As atividades foram elaboradas de maneira a considerar as especificidades de cada faixa etária. Na Educação Infantil, a abordagem foi lúdica, utilizando jogos e dinâmicas para tornar o aprendizado mais envolvente. Para os alunos do Ensino Fundamental, as iniciativas estimularam uma participação ativa, encorajando os estudantes a fazer perguntas e compartilhar experiências, levando em conta o nível de conhecimento já adquirido sobre o autismo.
A psicóloga escolar Monique Pacífico enfatizou a importância da informação e da conscientização nesse processo. Segundo ela, ensinar sobre as dificuldades enfrentadas por pessoas autistas é um caminho essencial para promover uma educação verdadeiramente inclusiva. “Quando conseguimos mostrar como podemos ajudar e nos conectar com o outro, promovemos um ambiente onde todos se sentem pertencentes. A inclusão começa com a informação, especialmente entre crianças que não têm experiência com as diferenças,” destacou.
O impacto das atividades educacionais é visível no dia a dia dos alunos. Cauê Guilherme, estudante do 5º ano, compartilhou como o aprendizado afetou suas interações. Ele ressaltou a importância do respeito às características individuais de cada pessoa autista, comentando sobre o comportamento de seu primo e de seu colega de sala. “O autismo é coisa séria, não é para brincar. A gente precisa entender como lidar com cada um,” afirmou.
Além do trabalho realizado na escola, houve uma mobilização com as famílias para que participassem ativamente. Monique enfatizou que a proposta é que as discussões sobre autismo continuem fora do ambiente escolar. Para reforçar essa interação, os alunos foram incentivados a usar acessórios azuis no dia das atividades, o que ajudou a integrar as famílias nessa pauta.
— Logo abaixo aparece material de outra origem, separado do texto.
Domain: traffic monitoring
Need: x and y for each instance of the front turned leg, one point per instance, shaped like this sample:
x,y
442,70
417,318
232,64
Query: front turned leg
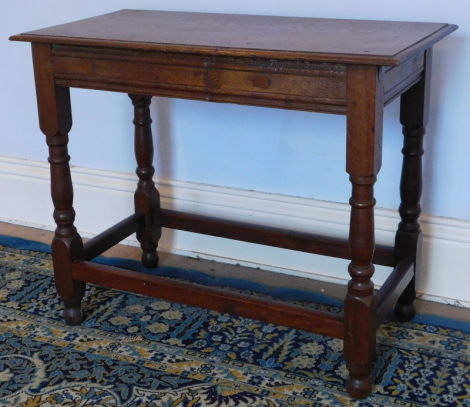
x,y
55,120
363,161
361,303
146,198
67,244
414,113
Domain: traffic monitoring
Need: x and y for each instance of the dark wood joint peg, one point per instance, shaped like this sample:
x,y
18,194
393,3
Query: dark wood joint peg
x,y
262,82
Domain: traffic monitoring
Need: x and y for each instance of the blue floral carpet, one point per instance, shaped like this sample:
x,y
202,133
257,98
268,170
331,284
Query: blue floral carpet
x,y
138,351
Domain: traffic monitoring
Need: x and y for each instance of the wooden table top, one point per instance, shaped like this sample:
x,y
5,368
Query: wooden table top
x,y
309,39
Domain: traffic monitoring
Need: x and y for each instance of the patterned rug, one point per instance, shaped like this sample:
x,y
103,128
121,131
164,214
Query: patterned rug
x,y
139,351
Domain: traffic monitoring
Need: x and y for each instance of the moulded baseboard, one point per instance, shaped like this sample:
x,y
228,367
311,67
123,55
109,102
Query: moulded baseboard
x,y
102,198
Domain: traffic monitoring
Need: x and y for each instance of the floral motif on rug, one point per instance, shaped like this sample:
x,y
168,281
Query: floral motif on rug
x,y
138,351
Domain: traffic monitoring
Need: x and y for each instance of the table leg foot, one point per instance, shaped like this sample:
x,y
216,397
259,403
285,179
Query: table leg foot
x,y
150,259
405,312
405,309
358,386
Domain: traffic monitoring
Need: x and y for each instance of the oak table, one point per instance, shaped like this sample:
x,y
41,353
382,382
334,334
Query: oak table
x,y
347,67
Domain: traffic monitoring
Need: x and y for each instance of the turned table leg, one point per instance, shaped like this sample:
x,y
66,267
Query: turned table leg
x,y
364,144
55,119
146,198
413,116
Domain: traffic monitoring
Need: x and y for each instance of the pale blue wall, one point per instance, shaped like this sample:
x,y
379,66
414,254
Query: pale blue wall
x,y
292,153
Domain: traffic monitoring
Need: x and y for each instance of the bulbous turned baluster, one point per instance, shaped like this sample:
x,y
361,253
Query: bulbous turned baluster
x,y
409,236
414,115
55,120
146,198
67,245
360,303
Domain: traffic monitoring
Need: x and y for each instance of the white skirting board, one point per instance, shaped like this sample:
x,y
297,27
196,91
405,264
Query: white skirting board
x,y
103,198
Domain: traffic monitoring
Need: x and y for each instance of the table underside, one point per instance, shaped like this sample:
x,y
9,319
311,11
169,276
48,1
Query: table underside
x,y
286,84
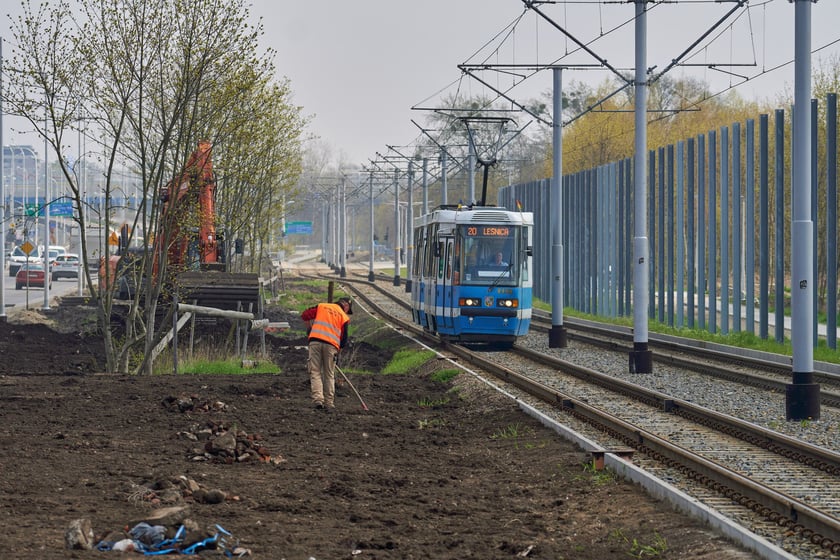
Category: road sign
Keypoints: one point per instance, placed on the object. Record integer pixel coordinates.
(298, 228)
(60, 209)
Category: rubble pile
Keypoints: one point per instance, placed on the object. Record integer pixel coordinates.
(193, 403)
(175, 490)
(226, 444)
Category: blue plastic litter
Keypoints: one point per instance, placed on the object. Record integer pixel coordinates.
(175, 545)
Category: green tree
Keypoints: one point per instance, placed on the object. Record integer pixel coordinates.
(154, 78)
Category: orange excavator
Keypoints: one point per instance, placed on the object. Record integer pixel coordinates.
(189, 215)
(188, 249)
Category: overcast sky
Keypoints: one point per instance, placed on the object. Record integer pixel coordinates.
(359, 66)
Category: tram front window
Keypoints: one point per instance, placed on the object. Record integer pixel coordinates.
(490, 255)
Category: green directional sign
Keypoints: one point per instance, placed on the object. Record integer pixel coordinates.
(298, 228)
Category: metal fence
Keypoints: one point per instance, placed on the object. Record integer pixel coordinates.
(718, 215)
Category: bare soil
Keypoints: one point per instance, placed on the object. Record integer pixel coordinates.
(431, 470)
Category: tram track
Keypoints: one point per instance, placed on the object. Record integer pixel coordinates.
(787, 483)
(759, 369)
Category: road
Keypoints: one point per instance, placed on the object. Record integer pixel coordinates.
(17, 299)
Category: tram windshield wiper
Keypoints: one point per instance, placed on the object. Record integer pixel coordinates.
(506, 271)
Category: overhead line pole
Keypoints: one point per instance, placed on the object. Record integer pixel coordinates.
(641, 358)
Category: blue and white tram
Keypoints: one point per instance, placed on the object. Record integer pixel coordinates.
(471, 275)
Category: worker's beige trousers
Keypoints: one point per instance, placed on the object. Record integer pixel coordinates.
(322, 372)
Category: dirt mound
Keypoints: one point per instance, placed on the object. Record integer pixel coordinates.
(432, 470)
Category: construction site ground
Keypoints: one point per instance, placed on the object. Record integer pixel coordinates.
(431, 470)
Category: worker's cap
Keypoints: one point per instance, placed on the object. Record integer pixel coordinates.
(349, 303)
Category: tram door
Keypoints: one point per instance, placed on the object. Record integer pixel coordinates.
(447, 291)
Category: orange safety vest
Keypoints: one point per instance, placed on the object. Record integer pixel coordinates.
(329, 321)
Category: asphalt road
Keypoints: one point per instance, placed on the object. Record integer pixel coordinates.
(17, 299)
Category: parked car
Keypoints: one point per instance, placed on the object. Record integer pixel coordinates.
(18, 258)
(31, 275)
(65, 266)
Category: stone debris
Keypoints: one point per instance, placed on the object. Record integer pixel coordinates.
(224, 443)
(174, 492)
(193, 403)
(79, 535)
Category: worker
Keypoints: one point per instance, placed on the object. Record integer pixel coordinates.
(327, 329)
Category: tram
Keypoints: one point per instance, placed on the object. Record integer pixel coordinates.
(471, 275)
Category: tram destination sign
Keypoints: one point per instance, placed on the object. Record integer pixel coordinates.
(299, 228)
(488, 231)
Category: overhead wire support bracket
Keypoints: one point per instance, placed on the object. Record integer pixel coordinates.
(531, 4)
(676, 61)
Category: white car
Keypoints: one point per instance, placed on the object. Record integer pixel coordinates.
(65, 266)
(19, 258)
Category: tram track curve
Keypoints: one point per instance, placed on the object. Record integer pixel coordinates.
(793, 515)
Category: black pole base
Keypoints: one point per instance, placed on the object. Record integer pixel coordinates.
(641, 359)
(802, 401)
(557, 337)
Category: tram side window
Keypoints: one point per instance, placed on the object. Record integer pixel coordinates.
(418, 253)
(430, 255)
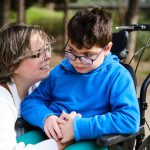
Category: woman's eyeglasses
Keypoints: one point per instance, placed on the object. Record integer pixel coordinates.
(42, 53)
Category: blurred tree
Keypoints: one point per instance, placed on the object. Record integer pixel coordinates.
(4, 14)
(21, 11)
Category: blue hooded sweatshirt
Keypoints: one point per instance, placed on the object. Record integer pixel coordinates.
(105, 97)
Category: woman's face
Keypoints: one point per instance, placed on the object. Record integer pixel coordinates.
(36, 67)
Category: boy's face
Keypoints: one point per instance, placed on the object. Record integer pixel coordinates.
(95, 53)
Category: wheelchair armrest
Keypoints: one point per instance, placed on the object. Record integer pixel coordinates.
(109, 140)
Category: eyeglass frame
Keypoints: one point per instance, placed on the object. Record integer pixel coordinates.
(92, 59)
(48, 48)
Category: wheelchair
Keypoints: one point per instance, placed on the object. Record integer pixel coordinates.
(122, 142)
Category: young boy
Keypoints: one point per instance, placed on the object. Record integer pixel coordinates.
(90, 81)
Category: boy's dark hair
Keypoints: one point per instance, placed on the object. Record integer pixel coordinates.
(89, 27)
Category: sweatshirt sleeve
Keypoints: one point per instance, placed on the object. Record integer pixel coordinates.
(34, 107)
(124, 115)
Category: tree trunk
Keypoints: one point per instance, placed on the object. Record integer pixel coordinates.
(132, 18)
(21, 11)
(5, 13)
(65, 21)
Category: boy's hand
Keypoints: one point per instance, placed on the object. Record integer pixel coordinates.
(66, 126)
(51, 128)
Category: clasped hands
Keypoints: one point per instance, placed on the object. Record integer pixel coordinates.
(60, 128)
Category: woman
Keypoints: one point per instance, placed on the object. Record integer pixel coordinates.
(25, 52)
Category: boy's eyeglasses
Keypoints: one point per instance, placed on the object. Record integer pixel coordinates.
(42, 53)
(85, 60)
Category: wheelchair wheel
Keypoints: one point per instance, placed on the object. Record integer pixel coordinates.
(146, 144)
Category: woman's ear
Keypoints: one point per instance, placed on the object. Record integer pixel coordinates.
(107, 48)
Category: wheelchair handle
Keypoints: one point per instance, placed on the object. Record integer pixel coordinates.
(144, 87)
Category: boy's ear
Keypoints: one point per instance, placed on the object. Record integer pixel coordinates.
(107, 48)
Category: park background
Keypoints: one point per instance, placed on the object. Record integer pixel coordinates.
(53, 16)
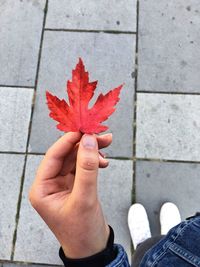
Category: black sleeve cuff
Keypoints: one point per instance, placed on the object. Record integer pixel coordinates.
(100, 259)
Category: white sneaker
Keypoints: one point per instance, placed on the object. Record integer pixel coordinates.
(169, 217)
(138, 224)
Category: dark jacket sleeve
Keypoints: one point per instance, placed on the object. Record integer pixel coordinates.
(101, 259)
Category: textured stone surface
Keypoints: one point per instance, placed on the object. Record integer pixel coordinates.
(39, 245)
(115, 185)
(10, 175)
(7, 264)
(90, 15)
(168, 126)
(158, 182)
(169, 42)
(118, 175)
(21, 26)
(15, 110)
(111, 67)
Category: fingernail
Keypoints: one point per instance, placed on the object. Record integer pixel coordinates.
(88, 141)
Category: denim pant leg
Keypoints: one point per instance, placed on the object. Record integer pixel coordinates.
(180, 247)
(143, 248)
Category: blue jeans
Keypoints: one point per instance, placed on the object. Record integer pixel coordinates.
(180, 247)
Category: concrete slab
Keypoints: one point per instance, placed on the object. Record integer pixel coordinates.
(111, 67)
(168, 126)
(159, 182)
(39, 245)
(169, 40)
(21, 27)
(40, 241)
(10, 175)
(115, 187)
(90, 15)
(15, 110)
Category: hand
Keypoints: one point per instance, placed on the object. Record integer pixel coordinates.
(64, 193)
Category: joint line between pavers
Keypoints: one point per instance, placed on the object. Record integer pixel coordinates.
(135, 105)
(133, 191)
(17, 86)
(28, 137)
(92, 31)
(167, 92)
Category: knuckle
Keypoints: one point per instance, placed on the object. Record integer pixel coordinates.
(32, 198)
(89, 163)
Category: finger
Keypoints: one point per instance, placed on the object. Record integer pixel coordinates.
(103, 162)
(85, 184)
(69, 164)
(104, 140)
(54, 158)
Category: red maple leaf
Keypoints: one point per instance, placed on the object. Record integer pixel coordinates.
(77, 116)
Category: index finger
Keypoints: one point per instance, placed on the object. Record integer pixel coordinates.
(54, 158)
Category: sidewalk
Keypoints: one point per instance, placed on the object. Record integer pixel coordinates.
(151, 46)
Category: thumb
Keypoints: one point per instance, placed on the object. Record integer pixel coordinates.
(85, 184)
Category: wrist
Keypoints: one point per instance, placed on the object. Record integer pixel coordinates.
(83, 247)
(99, 259)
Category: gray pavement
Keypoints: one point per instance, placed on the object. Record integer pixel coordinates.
(151, 46)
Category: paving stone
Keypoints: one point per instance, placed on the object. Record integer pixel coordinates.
(111, 67)
(115, 186)
(15, 110)
(169, 42)
(90, 15)
(10, 175)
(39, 245)
(159, 182)
(40, 241)
(168, 126)
(21, 26)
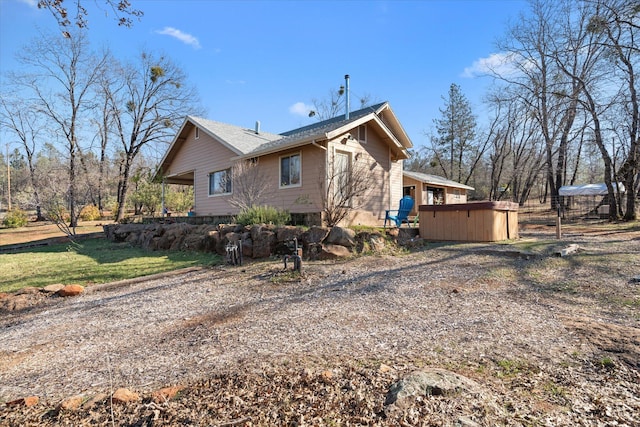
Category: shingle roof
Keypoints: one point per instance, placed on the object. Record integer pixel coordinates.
(242, 140)
(314, 130)
(435, 179)
(246, 141)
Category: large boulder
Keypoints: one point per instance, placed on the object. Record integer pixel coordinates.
(330, 251)
(369, 242)
(263, 243)
(287, 233)
(430, 382)
(193, 242)
(247, 247)
(211, 241)
(341, 236)
(313, 236)
(173, 236)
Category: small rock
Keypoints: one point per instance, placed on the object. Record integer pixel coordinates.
(384, 368)
(52, 289)
(124, 396)
(72, 403)
(71, 290)
(98, 398)
(27, 290)
(466, 422)
(341, 236)
(306, 374)
(24, 401)
(166, 393)
(326, 376)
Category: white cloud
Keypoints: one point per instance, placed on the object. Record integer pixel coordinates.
(31, 3)
(183, 37)
(502, 64)
(300, 109)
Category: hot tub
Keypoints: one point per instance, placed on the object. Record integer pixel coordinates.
(469, 222)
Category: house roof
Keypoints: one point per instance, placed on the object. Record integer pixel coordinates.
(238, 139)
(247, 143)
(435, 180)
(380, 114)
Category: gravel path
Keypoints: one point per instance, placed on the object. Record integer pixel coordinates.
(466, 307)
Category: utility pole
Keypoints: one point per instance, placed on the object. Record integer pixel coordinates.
(8, 178)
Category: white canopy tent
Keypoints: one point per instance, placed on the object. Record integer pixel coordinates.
(587, 189)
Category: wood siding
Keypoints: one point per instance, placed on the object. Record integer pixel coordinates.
(206, 155)
(203, 156)
(420, 195)
(373, 155)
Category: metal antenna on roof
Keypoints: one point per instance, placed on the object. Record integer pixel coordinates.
(347, 106)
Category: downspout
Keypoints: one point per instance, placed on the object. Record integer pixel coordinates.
(348, 102)
(162, 201)
(326, 160)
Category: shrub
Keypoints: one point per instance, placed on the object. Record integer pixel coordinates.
(263, 215)
(90, 213)
(58, 213)
(15, 218)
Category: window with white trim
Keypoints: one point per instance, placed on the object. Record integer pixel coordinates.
(362, 134)
(220, 182)
(290, 171)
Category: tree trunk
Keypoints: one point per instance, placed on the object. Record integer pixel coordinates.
(124, 187)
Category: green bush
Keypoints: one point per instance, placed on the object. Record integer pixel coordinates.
(90, 213)
(263, 215)
(15, 218)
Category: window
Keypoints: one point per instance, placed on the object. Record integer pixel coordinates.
(362, 134)
(290, 170)
(342, 174)
(220, 182)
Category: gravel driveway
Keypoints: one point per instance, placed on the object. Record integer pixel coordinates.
(468, 307)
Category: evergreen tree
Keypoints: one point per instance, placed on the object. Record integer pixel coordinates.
(454, 144)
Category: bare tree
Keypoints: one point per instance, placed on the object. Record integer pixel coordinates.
(550, 97)
(250, 185)
(617, 21)
(60, 74)
(343, 187)
(148, 101)
(121, 9)
(22, 121)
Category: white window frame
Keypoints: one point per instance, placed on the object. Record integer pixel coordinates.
(212, 175)
(282, 185)
(362, 129)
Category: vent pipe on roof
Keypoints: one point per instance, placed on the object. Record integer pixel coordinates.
(347, 106)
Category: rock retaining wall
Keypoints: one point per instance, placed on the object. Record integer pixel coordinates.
(258, 241)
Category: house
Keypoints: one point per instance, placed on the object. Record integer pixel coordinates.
(302, 168)
(429, 189)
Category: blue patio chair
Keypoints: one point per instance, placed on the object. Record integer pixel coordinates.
(406, 204)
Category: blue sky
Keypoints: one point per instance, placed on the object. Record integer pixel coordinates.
(267, 60)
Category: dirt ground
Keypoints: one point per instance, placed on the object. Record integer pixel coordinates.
(548, 340)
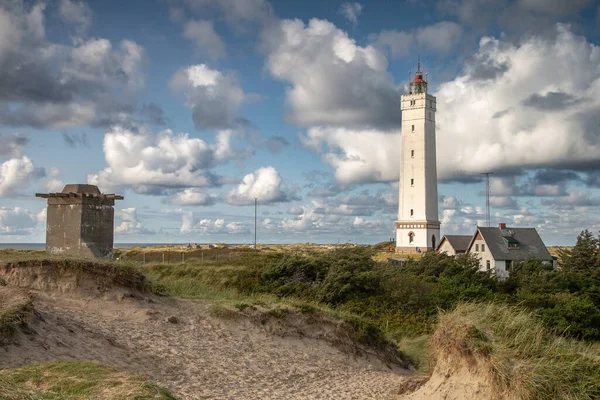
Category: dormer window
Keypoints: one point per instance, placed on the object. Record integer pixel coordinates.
(511, 242)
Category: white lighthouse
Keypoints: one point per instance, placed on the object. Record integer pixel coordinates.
(418, 227)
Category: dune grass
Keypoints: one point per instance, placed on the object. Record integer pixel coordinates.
(76, 380)
(526, 360)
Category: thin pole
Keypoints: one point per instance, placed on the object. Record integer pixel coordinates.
(487, 198)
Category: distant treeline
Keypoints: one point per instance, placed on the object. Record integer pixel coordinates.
(405, 300)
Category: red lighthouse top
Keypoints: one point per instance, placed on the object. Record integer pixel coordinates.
(418, 85)
(419, 75)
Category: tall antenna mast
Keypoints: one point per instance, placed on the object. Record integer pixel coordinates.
(487, 198)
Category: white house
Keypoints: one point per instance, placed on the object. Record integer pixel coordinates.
(499, 247)
(454, 244)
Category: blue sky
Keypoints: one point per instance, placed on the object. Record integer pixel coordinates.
(191, 108)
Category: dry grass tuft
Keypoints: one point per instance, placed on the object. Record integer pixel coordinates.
(76, 380)
(15, 307)
(525, 360)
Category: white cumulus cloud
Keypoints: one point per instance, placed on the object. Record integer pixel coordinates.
(151, 163)
(332, 79)
(213, 97)
(265, 184)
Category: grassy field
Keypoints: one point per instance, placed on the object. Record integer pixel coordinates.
(524, 358)
(75, 380)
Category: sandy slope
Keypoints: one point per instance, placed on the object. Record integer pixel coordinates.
(200, 356)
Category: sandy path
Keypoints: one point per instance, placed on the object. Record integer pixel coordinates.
(200, 357)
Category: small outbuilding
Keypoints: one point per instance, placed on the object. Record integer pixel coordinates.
(454, 244)
(80, 221)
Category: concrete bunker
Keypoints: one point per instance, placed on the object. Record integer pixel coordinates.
(80, 221)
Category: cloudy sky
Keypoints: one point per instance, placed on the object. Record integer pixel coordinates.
(193, 108)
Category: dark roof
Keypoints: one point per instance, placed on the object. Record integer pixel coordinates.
(460, 243)
(81, 188)
(530, 245)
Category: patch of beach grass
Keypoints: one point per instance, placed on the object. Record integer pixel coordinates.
(526, 360)
(76, 380)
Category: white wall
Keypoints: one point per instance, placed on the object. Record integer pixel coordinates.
(420, 194)
(447, 248)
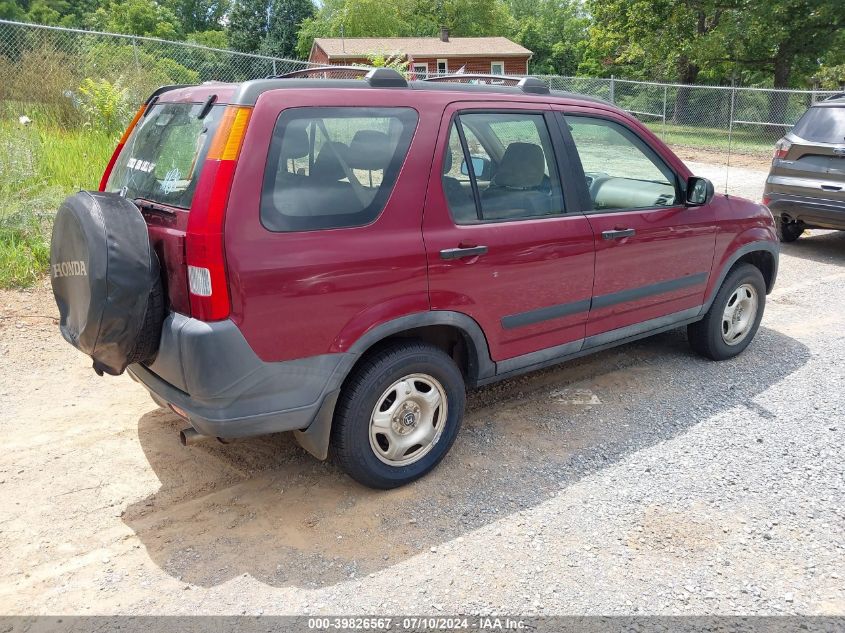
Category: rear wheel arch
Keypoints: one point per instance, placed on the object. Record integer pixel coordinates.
(457, 334)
A coordenadora pedagógica Claudyane Isabel também comentou sobre o cotidiano escolar inclusivo. Ela observou que com o trabalho contínuo em torno da educação inclusiva, as crianças neurodivergentes, incluindo aquelas com TEA, têm acesso a toda programação da escola e interagem harmoniosamente com seus colegas. “As crianças brincam juntas, participam das aulas e atividades sem que as diferenças sejam o foco. O que importa é a criança, não a sua especificidade,” concluiu.
Essas iniciativas na Escola Sesc Jaraguá demonstram o potencial transformador da educação inclusiva, preparando uma nova geração para um futuro mais empático e respeitoso.